全2479文字
佐賀県は教育のIT化で他の都道府県に先行している(写真は佐賀県内の中学校でのオンライン授業の光景)(写真=朝日新聞社)
●小中学校・高校などへの教育用コンピューターの整備率
注:2019年3月時点、文部科学省資料を基に本誌作成

 新型コロナウイルスの感染拡大を機に、各自治体の取り組みやトップの発言が今まで以上に注目を浴びている。政府の感染拡大防止策や、「Go Toトラベル」をはじめとした経済喚起策には不満を示す国民も多い。市民の声を受け止め、国に先んじて最適な手を打つためにも、自治体や地域の主体性が改めて問われている。

 「地域のリーダーと住民がどういう街を構想し一緒に創造していくのか。地域が選別される時代だ」。こう話すのは佐賀県の山口祥義知事。佐賀県は2月末の政府の休校要請以降、オンライン授業などへの対応で混乱を極めた教育分野で独自の施策を取っている。

 政府は2019年に小中学校で生徒1人1台のコンピューターを配備することを柱とした「GIGAスクール構想」を掲げた。
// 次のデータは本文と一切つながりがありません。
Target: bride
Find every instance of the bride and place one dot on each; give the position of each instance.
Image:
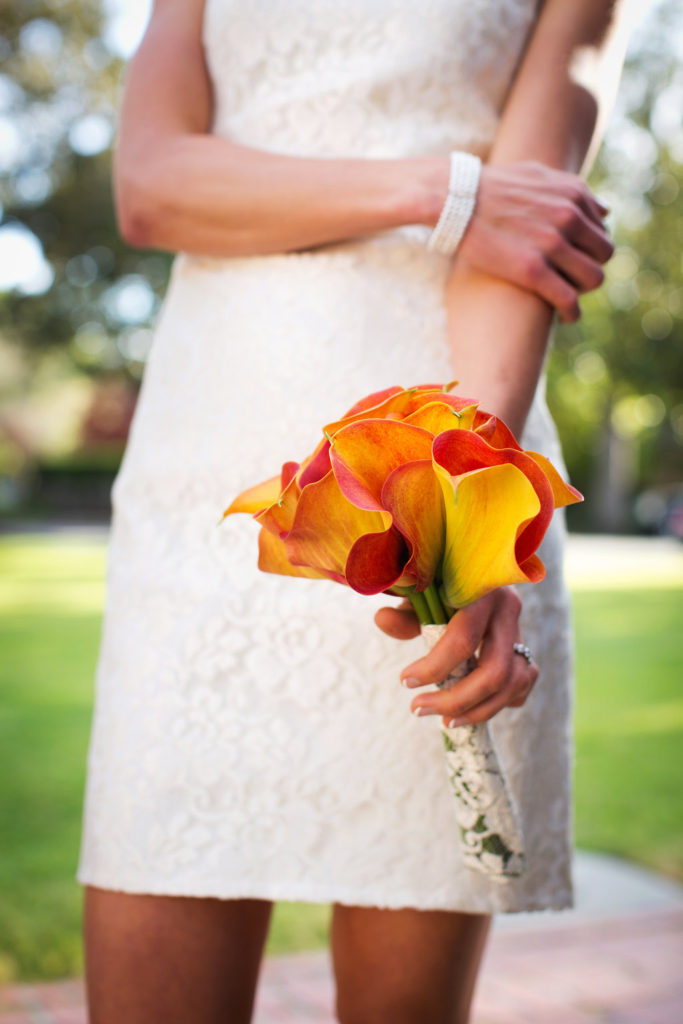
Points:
(251, 741)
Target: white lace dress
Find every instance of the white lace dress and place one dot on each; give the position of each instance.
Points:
(251, 737)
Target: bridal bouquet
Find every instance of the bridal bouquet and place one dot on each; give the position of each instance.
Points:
(418, 493)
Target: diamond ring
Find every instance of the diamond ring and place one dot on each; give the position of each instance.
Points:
(521, 648)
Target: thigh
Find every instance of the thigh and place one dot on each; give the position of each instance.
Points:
(408, 967)
(172, 958)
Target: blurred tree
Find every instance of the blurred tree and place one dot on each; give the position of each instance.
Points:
(58, 97)
(615, 382)
(615, 379)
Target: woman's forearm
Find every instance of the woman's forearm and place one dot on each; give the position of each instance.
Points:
(202, 194)
(554, 115)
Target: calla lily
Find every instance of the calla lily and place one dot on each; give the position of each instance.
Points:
(413, 489)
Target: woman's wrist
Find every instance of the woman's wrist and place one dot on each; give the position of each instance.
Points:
(422, 188)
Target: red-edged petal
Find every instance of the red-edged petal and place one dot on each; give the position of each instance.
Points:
(365, 453)
(439, 416)
(256, 498)
(272, 558)
(315, 468)
(462, 452)
(377, 561)
(484, 516)
(413, 495)
(495, 431)
(327, 525)
(563, 494)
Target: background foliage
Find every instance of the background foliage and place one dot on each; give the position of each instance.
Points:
(74, 336)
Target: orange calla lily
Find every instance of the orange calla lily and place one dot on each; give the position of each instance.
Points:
(412, 489)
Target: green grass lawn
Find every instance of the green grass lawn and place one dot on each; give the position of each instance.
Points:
(629, 727)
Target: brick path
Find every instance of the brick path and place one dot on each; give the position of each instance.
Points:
(620, 970)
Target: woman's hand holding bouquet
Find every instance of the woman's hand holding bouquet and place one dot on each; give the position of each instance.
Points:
(418, 493)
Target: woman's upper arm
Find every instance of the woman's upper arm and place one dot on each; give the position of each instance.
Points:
(565, 84)
(168, 89)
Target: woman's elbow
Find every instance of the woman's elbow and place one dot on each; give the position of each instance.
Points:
(137, 210)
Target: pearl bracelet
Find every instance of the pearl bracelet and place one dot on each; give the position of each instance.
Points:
(459, 206)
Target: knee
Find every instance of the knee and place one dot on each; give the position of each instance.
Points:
(395, 1006)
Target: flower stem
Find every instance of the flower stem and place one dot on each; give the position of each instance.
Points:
(420, 607)
(436, 611)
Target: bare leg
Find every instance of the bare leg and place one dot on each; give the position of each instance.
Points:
(172, 960)
(408, 967)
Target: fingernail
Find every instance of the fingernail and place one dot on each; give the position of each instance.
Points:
(424, 710)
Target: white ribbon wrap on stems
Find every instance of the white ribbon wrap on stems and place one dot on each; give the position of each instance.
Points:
(491, 833)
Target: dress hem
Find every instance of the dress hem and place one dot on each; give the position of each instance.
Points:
(288, 893)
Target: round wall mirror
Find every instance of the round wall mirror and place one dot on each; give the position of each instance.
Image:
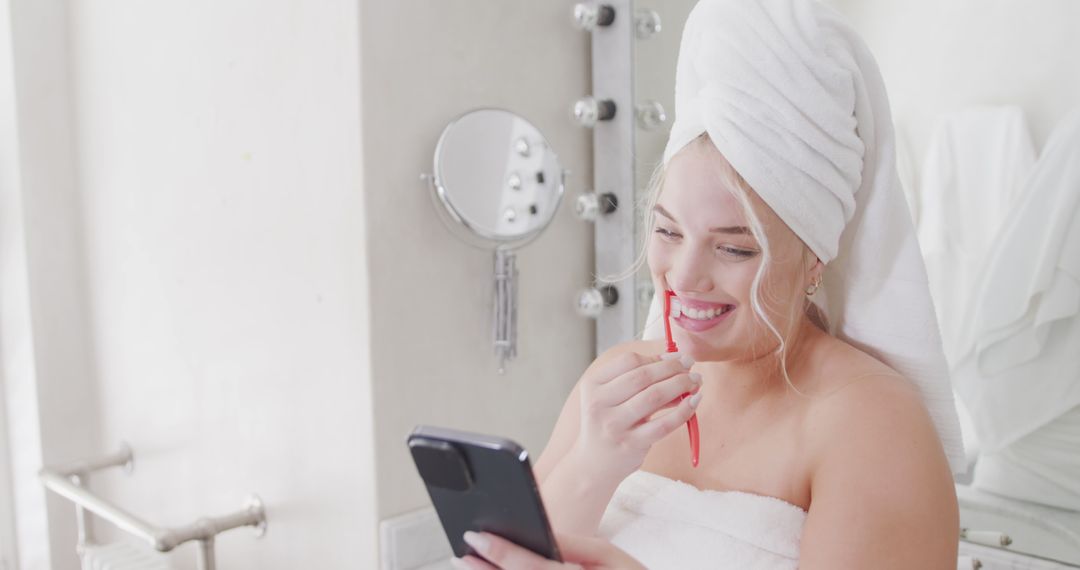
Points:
(497, 185)
(497, 178)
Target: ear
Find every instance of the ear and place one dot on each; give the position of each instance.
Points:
(817, 270)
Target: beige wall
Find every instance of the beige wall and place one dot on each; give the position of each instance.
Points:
(426, 63)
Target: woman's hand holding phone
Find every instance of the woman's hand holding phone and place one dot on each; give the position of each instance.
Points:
(579, 552)
(619, 406)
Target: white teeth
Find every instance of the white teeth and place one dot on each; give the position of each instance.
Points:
(699, 314)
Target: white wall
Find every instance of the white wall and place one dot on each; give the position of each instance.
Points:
(941, 56)
(221, 166)
(194, 231)
(48, 356)
(238, 271)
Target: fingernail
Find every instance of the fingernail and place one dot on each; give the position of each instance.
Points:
(476, 541)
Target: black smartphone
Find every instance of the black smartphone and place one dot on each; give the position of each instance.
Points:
(484, 484)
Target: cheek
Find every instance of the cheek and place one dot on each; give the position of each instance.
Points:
(657, 257)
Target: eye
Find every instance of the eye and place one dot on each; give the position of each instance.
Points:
(742, 254)
(667, 234)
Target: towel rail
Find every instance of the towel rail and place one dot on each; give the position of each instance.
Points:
(68, 482)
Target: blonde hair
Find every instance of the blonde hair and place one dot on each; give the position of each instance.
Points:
(740, 189)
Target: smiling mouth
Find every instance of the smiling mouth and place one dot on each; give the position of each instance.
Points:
(699, 314)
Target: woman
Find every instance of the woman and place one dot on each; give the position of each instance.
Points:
(827, 433)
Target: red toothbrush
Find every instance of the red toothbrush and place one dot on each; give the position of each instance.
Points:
(691, 424)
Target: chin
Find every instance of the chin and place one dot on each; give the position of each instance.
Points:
(704, 352)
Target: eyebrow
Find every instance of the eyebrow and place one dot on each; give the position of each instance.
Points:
(726, 229)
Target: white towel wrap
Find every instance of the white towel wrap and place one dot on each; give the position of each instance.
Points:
(793, 98)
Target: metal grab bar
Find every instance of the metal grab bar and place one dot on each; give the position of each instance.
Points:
(67, 482)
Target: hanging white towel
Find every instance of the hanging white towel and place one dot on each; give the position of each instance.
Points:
(974, 171)
(1043, 466)
(1024, 371)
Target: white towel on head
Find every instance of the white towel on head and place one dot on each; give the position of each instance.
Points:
(793, 98)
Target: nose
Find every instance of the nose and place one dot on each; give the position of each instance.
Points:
(690, 272)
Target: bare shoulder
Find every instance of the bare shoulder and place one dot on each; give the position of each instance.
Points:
(647, 348)
(880, 486)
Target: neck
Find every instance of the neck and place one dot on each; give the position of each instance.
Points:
(739, 384)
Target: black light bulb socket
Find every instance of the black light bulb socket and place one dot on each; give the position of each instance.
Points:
(605, 110)
(609, 203)
(609, 294)
(606, 15)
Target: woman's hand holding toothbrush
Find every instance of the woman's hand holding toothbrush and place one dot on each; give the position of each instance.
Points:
(615, 423)
(619, 406)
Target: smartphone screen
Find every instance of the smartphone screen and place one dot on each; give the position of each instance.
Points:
(484, 484)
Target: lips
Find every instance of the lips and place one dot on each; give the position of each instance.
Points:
(697, 315)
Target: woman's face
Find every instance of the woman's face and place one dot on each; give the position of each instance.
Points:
(702, 248)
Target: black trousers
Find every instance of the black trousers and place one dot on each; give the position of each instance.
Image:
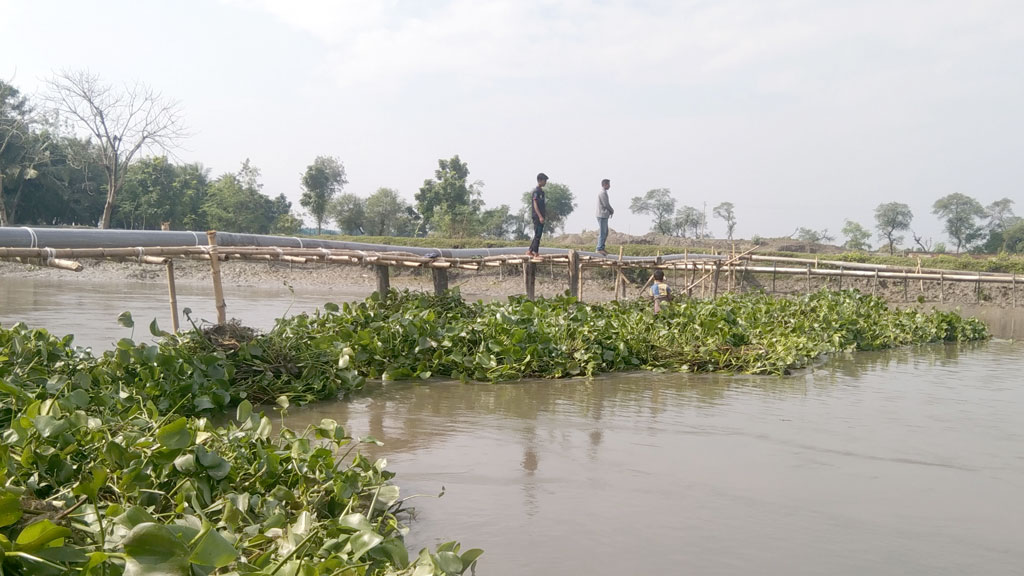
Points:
(535, 246)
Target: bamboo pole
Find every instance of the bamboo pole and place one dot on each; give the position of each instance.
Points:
(172, 294)
(218, 289)
(573, 265)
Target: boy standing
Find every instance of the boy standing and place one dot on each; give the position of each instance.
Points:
(538, 210)
(659, 290)
(604, 211)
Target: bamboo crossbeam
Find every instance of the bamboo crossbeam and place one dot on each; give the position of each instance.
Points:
(854, 265)
(884, 275)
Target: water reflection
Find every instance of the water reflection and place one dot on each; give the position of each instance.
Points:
(892, 462)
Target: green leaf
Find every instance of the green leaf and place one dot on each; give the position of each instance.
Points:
(213, 549)
(450, 562)
(244, 410)
(10, 509)
(469, 557)
(125, 320)
(48, 425)
(394, 549)
(175, 435)
(356, 521)
(363, 541)
(156, 331)
(152, 549)
(39, 534)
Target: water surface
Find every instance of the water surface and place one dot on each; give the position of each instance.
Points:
(901, 462)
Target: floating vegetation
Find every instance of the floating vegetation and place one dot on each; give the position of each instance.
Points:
(110, 465)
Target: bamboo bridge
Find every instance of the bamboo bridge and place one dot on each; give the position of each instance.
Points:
(64, 248)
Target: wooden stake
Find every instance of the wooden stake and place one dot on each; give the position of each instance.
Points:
(383, 280)
(573, 274)
(172, 292)
(529, 278)
(218, 289)
(440, 280)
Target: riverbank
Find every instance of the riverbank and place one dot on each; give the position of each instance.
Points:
(495, 283)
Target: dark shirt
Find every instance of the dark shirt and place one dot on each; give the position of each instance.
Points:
(539, 199)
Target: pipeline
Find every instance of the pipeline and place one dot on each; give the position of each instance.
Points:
(26, 237)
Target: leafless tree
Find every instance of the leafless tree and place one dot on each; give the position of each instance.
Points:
(124, 121)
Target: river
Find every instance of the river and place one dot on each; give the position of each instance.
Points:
(908, 461)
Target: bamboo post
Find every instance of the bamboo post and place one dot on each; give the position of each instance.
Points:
(573, 274)
(383, 280)
(529, 278)
(218, 289)
(172, 294)
(440, 280)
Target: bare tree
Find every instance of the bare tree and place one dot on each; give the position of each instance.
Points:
(124, 121)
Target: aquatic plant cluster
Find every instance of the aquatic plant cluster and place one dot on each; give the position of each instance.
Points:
(420, 335)
(97, 479)
(111, 465)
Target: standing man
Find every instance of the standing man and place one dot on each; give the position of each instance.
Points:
(604, 211)
(538, 211)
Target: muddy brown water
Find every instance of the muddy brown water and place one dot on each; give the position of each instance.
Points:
(907, 461)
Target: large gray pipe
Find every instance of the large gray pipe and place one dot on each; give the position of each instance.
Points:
(90, 238)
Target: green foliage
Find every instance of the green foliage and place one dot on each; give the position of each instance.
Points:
(156, 191)
(323, 179)
(726, 211)
(659, 205)
(689, 219)
(890, 218)
(386, 213)
(856, 236)
(235, 203)
(348, 211)
(448, 204)
(961, 213)
(98, 479)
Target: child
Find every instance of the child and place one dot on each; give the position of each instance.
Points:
(659, 291)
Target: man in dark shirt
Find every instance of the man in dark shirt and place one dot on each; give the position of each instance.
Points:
(538, 211)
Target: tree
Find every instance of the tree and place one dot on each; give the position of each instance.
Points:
(448, 205)
(814, 237)
(1000, 218)
(150, 196)
(725, 211)
(387, 214)
(856, 236)
(689, 218)
(235, 203)
(323, 179)
(658, 204)
(890, 218)
(348, 210)
(961, 213)
(123, 121)
(558, 204)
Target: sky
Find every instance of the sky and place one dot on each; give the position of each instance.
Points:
(801, 113)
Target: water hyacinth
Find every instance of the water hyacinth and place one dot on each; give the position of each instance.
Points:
(110, 465)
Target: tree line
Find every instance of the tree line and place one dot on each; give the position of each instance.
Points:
(51, 176)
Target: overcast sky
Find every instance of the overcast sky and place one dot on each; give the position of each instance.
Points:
(801, 113)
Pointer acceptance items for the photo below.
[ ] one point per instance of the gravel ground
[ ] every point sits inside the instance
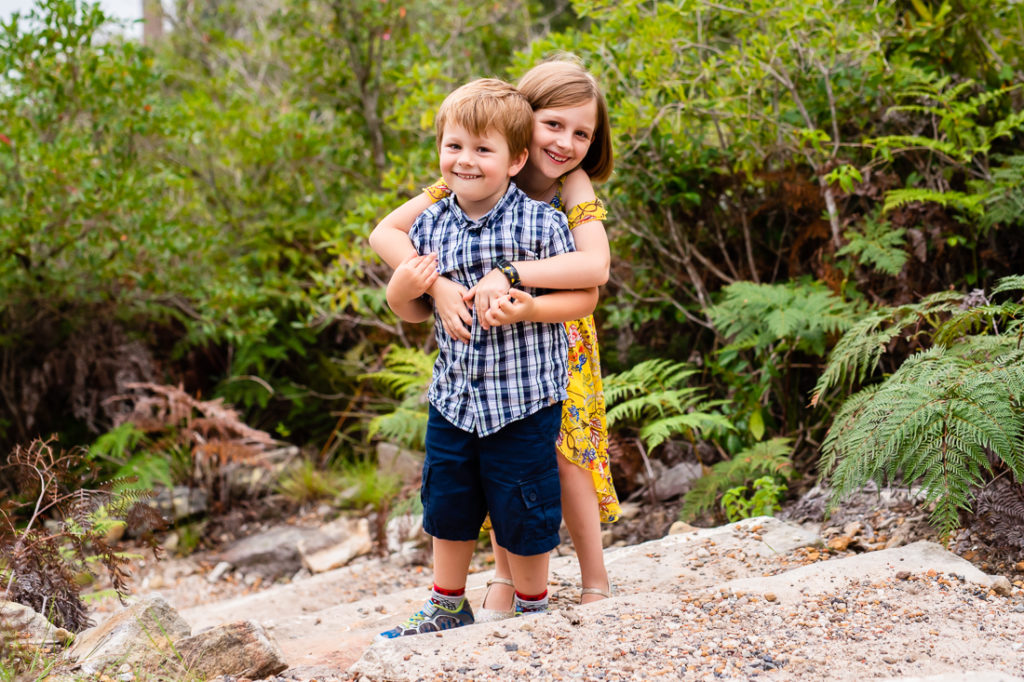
(908, 625)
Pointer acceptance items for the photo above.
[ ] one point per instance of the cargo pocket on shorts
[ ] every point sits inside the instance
(542, 498)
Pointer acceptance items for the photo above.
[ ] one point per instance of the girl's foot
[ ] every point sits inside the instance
(589, 595)
(498, 599)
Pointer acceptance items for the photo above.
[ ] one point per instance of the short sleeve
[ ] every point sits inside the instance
(437, 190)
(587, 211)
(560, 239)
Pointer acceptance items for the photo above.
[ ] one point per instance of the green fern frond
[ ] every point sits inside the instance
(656, 432)
(956, 200)
(799, 313)
(920, 141)
(406, 426)
(407, 371)
(857, 353)
(653, 394)
(934, 422)
(1012, 283)
(877, 244)
(645, 378)
(766, 458)
(407, 374)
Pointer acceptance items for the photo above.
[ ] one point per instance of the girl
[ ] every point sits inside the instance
(570, 147)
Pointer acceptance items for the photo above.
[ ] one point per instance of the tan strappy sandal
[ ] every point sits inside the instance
(492, 614)
(604, 593)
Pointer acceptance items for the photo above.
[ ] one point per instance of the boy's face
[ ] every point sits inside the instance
(477, 168)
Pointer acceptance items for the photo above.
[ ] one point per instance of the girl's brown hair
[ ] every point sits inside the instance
(562, 82)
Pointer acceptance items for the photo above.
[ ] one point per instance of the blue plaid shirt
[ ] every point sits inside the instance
(506, 373)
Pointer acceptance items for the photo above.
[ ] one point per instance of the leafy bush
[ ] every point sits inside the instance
(40, 564)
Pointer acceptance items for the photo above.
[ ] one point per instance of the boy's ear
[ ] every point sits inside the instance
(518, 162)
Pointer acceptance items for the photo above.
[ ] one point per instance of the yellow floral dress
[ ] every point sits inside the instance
(584, 436)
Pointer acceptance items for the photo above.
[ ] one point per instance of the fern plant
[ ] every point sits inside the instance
(768, 458)
(966, 122)
(653, 394)
(406, 375)
(878, 245)
(947, 417)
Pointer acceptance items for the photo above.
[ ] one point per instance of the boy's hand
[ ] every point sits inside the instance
(413, 278)
(513, 307)
(483, 294)
(450, 307)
当初は23年度中に「1人1台」を実現する計画だったが、コロナ禍の中、十分な形で遠隔授業を実施できた学校がごくわずかだったこともあり、21年3月末までに配備を済ませる方針を決めた。

全国平均の3倍のPC整備率

 ただ実現性を疑問視する声は大きい。文部科学省によると、19年3月時点の全国の公立の小中学校・高校などへの教育用コンピューターの整備率は18.6%。予算不足や機器の在庫不足などが配備の遅れの背景にある。

 そんな中、佐賀県は14年から県立の全高校で生徒1人に1台、タブレット端末を整備している。市町村による小中学校へのPC配備も進んでおり19年3月時点の小中学校・高校の教育用コンピューターの整備率は53.9%。全国平均の約3倍、都道府県別で断トツだ。

 佐賀県が独自に高校へのタブレットの導入を決めた背景の1つには07年に始まった小中学生を対象とした全国学力テストの結果がある。佐賀は鍋島藩の時代から教育熱心な地域だが、学力テストの結果は40位前後と低迷。タブレットの導入で動画などを織り交ぜたデジタル教材を授業に取り入れたり、個別の習熟度に応じた学習を実現したりするなどして教育の質を高められれば──。そんな考えがあったようだ。

 課題も噴出した。14年の開始当初は生徒側に5万円を負担させ、端末を購入する形を取った。ただ負担の大きさが課題となった。そこで18年度以降に入学する学生には端末を無償貸与する方針に変えた。今後、他の自治体や学校が直面するだろう課題を一足早く経験し、乗り越えたわけだ。

 もちろんタブレットはあくまでツールでしかない。子どもや教員に使い方を提示することが必要だ。佐賀県は「プロジェクトE」と題し、今年4月から日常的に遠隔授業を展開できる体制を構築しようと動き始めた。